AE online help says that “View > Use Display Color Management” should be enabled in most cases, so I’m kinda confused here.
FYI my screen is a new Asus ProArt PA24AC with accurate colors out of the box, with no setup accept for “Rec 709 mode” (instead of Standard or sRGB modes in the screen menu) and no color calibration / colorimetric probe.

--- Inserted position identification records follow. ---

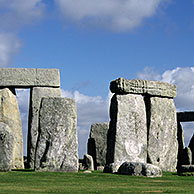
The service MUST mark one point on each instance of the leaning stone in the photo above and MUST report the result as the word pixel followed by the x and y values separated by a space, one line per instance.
pixel 6 147
pixel 28 77
pixel 153 88
pixel 162 133
pixel 36 94
pixel 97 143
pixel 191 146
pixel 88 162
pixel 10 115
pixel 139 169
pixel 181 144
pixel 127 135
pixel 186 156
pixel 57 146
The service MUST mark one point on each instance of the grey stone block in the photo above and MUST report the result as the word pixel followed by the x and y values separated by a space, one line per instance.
pixel 10 115
pixel 162 133
pixel 153 88
pixel 36 94
pixel 27 77
pixel 127 135
pixel 97 143
pixel 140 169
pixel 57 146
pixel 6 147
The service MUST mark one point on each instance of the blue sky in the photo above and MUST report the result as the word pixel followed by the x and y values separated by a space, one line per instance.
pixel 93 42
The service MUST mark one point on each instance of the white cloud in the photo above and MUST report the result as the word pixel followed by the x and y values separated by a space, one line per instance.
pixel 183 78
pixel 13 16
pixel 90 110
pixel 118 15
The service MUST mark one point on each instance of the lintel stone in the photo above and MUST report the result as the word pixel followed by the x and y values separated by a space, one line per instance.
pixel 29 77
pixel 153 88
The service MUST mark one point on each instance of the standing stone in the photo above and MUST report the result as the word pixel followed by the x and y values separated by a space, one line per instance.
pixel 10 115
pixel 36 94
pixel 88 162
pixel 97 143
pixel 6 147
pixel 162 133
pixel 127 135
pixel 191 146
pixel 57 146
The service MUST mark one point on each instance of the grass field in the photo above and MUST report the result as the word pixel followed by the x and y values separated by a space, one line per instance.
pixel 20 182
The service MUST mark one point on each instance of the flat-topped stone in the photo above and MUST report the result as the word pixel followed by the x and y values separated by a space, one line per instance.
pixel 186 116
pixel 153 88
pixel 29 77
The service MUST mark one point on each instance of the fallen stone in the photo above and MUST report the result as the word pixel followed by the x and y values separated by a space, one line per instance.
pixel 6 147
pixel 153 88
pixel 36 94
pixel 127 135
pixel 97 143
pixel 57 146
pixel 88 162
pixel 162 133
pixel 10 115
pixel 139 169
pixel 28 77
pixel 191 146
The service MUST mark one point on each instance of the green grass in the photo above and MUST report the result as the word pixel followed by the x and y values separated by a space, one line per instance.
pixel 20 182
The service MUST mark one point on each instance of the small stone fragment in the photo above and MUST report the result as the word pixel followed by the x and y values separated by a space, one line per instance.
pixel 139 169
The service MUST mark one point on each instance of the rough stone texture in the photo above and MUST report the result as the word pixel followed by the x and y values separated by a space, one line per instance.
pixel 10 115
pixel 162 133
pixel 140 169
pixel 185 116
pixel 191 146
pixel 88 162
pixel 36 94
pixel 187 168
pixel 153 88
pixel 186 156
pixel 97 143
pixel 6 147
pixel 57 146
pixel 181 144
pixel 127 135
pixel 27 77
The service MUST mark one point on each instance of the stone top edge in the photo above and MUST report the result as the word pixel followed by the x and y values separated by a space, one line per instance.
pixel 137 86
pixel 29 77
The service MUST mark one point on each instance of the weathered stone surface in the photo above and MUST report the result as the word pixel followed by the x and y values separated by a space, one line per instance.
pixel 185 116
pixel 6 147
pixel 127 135
pixel 10 115
pixel 36 94
pixel 191 146
pixel 97 143
pixel 153 88
pixel 162 133
pixel 181 144
pixel 57 146
pixel 186 156
pixel 27 77
pixel 140 169
pixel 88 162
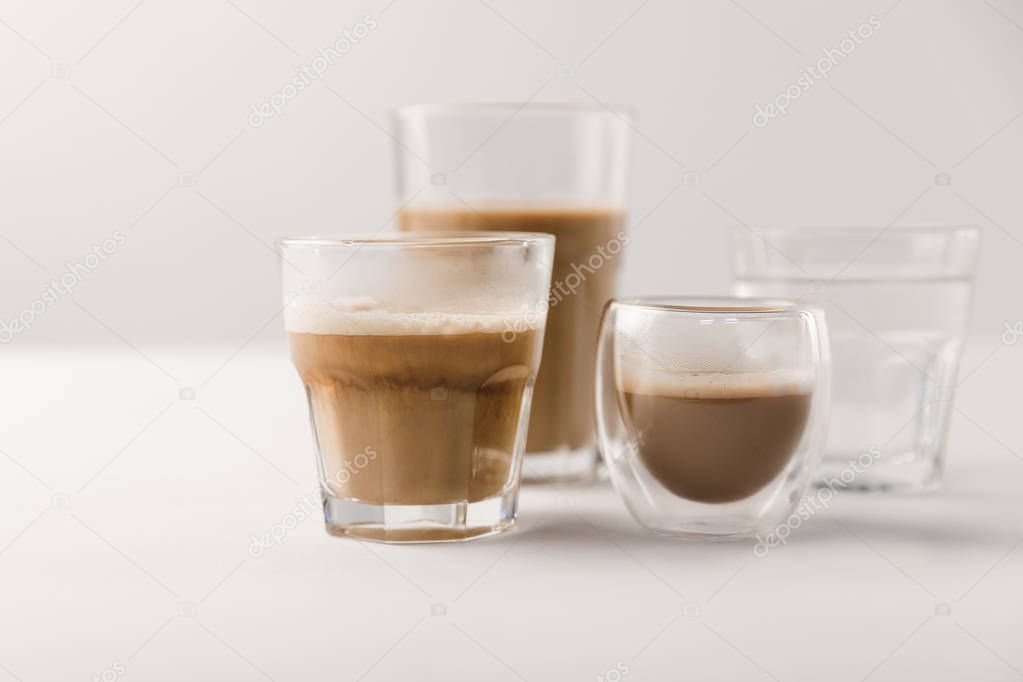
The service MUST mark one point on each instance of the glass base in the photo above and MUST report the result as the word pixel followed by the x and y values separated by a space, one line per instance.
pixel 410 523
pixel 713 529
pixel 562 465
pixel 909 471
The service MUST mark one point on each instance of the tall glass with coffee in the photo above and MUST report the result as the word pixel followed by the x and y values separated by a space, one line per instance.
pixel 418 400
pixel 557 169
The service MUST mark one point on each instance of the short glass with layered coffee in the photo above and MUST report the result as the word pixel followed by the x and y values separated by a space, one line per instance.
pixel 711 411
pixel 418 397
pixel 558 169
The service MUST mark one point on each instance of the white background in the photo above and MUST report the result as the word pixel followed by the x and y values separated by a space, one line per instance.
pixel 123 506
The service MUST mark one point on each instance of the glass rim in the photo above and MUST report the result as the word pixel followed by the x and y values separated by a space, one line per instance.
pixel 816 231
pixel 543 107
pixel 417 238
pixel 713 305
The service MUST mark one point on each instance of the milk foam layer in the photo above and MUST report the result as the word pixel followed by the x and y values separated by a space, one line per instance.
pixel 714 385
pixel 315 315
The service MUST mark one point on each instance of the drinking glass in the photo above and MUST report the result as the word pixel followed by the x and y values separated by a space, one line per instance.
pixel 418 399
pixel 559 169
pixel 897 301
pixel 711 412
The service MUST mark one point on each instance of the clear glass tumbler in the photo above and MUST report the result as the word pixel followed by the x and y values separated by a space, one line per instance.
pixel 559 169
pixel 418 398
pixel 897 302
pixel 711 412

Just disturbed by this option that seems to work backwards, which means that my understanding is backwards 🙂
Thank you in advance for shedding some light here, I’m sure the explanation is fairly simple.
- September 10, 2020 at 2:31 pm
Well, VLC shows the colors differently than quicktime player or safari/Chrome would.
It appears VLC does no color conversion.
A huge problem however is that quicktime encodes WRONG gamma numbers into ProRes by default, and that Adobe is too stubborn to fix it.
So while Prores is supposed to be Rec709 with a gamma 2.4, and you work in rec709, and you render in rec709, and you re-import and interpret it as rec709… It’ll be still woring.
By default they’ll be encoded with trnasfer-function ITU-R BT.709, (scene referred camera profile) which has an effective gamma closer to 1.9
Now, even if you fix that (for example with this tool: https://github.com/bbc/qtff-parameter-editor) Adobe Media encoder will totally disregard that info when you re-encode video through it.
- September 10, 2020 at 7:47 pm
The only thing I do to AE color management is to turn it off. I’ve had way too many issues with it and I do not trust it at all. I would suggest using OpenColorIO instead. Fnordware has a AE plugin made for that.
- September 10, 2020 at 8:01 pm
Waw Filip, thank you and this is all very engaging.
Thank you Tero, I didn’t know about OpenColorIO and YEAH in hindsight I guess that leaving AE CM off is a pretty good option after all.